Two Sandra Guzmans, One Mega-Platform, and the Email That Was Supposed to Go to Only One of Them
The premise is the kind of conceit a journalist would set up if a journalist were writing fiction, which Lisa Ko effectively is. Two women named Sandra Guzman work as contract content moderators for the same mega social media platform - one of them based in New Jersey, the other based eight thousand miles away in the Philippines. They have never met. They do the same job: scrolling through whatever the platform's users have uploaded that the algorithms flagged - the violence, the abuse, the extremism, the pornography, the things people put on the internet that the rest of the internet has paid these two women a contractor's wage to keep from seeing. They have, until now, no reason to know each other exists. Then a tech reporter, working on a story about the platform's labor practices, sends an email to the wrong Sandra Guzman, and both of them end up cc'd on the same thread. They start emailing each other directly. They compare notes.

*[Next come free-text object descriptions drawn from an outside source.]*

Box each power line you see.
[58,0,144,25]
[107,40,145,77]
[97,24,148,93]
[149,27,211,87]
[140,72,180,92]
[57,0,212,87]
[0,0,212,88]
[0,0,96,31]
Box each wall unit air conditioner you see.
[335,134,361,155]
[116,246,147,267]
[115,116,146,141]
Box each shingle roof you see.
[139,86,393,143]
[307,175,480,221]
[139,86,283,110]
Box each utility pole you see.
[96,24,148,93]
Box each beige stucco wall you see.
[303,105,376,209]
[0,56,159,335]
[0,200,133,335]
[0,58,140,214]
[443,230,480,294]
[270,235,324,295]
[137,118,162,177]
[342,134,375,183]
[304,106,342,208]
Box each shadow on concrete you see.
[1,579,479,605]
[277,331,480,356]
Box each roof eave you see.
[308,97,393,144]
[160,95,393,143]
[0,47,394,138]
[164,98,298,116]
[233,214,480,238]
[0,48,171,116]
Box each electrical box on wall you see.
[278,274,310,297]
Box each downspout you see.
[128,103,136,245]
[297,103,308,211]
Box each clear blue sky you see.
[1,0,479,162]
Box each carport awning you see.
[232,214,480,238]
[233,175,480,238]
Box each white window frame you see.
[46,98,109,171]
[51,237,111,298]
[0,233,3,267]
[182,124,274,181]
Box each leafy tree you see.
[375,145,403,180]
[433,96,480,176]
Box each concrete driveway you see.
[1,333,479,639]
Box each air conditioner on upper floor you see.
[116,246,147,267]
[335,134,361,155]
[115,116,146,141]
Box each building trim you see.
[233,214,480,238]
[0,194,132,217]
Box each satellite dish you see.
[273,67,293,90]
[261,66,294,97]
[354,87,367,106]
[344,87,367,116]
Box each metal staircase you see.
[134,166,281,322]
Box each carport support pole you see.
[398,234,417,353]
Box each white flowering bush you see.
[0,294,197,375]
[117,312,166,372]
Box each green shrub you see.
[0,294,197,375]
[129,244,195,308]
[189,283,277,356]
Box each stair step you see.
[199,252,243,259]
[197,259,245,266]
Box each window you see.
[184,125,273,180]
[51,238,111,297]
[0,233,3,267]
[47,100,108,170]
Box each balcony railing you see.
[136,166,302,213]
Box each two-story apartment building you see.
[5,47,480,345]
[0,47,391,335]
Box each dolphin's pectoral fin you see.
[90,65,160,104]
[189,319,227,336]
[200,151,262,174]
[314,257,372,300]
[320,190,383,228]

Lisa Ko's contribution to Amazon's Out of Line short-story collection - the same series that gave us Cheryl Strayed's This Telling, Roxane Gay's Graceful Burdens, and Caroline Kepnes's Sweet Virginia - is the most journalistic of the entries I've read. Ko is the author of the National Book Award-shortlisted The Leavers (2017), and her preoccupations - immigration, labor, the global ecosystem of underpaid work that holds up middle-class American life - sit squarely behind this thirty-something-page piece. The audiobook (about forty-five minutes, narrated by Lea Salonga) is the form most readers will want. A 3.0 reflects: a sharp premise rendered with real specificity, a structural compression that limits what the story can do with that premise, and a piece I respected more than I felt.

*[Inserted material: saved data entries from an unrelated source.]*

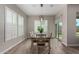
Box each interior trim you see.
[68,44,79,46]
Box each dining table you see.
[27,33,52,54]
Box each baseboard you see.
[0,39,25,54]
[62,42,67,47]
[68,44,79,46]
[55,38,67,47]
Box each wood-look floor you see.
[5,39,79,54]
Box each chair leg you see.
[48,41,50,54]
[48,47,50,54]
[31,42,33,53]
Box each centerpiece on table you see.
[37,26,44,33]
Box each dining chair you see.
[37,33,52,54]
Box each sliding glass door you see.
[55,23,59,38]
[55,19,62,40]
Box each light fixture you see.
[41,17,43,21]
[40,16,43,21]
[40,4,44,21]
[40,4,43,7]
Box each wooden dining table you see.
[27,36,51,54]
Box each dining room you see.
[1,0,79,59]
[1,4,79,54]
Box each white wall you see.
[27,16,55,37]
[67,5,79,46]
[0,4,28,53]
[46,16,55,37]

The Job, the Geography, and the Asymmetry
What the story does well early is establish the texture of content moderation as work. Both Sandras spend their days reviewing material that the rest of the platform's users will never have to see, on quotas that don't account for what looking at that material does to a person, with mental-health support that isn't really support. Ko renders the work without sensationalizing it; she doesn't enumerate horrors for shock value. She makes the reader feel the rhythm of the job - the queue that never empties, the seconds-per-review math, the specific exhaustion of a kind of work the public has been trained not to think about.
Around that shared work, the asymmetry: same job, same platform, same content, very different pay, very different hours, very different benefits, very different job security. The American Sandra has the higher wage. The Philippines-based Sandra has more of the harder material routed to her, on a contract structured to be terminable on a moment's notice. Both are contractors, classification-wise, which means neither has access to the platform's real labor protections. The platform profits from both. Each of them, before the emails, has assumed the other had it materially better - the American Sandra picturing a cheaper cost of living and a less stressful workday in the Philippines, the Philippines Sandra picturing the kind of stable life American workers in the imagined version of America are supposed to have. The emails make those assumptions visible. Then they take them apart.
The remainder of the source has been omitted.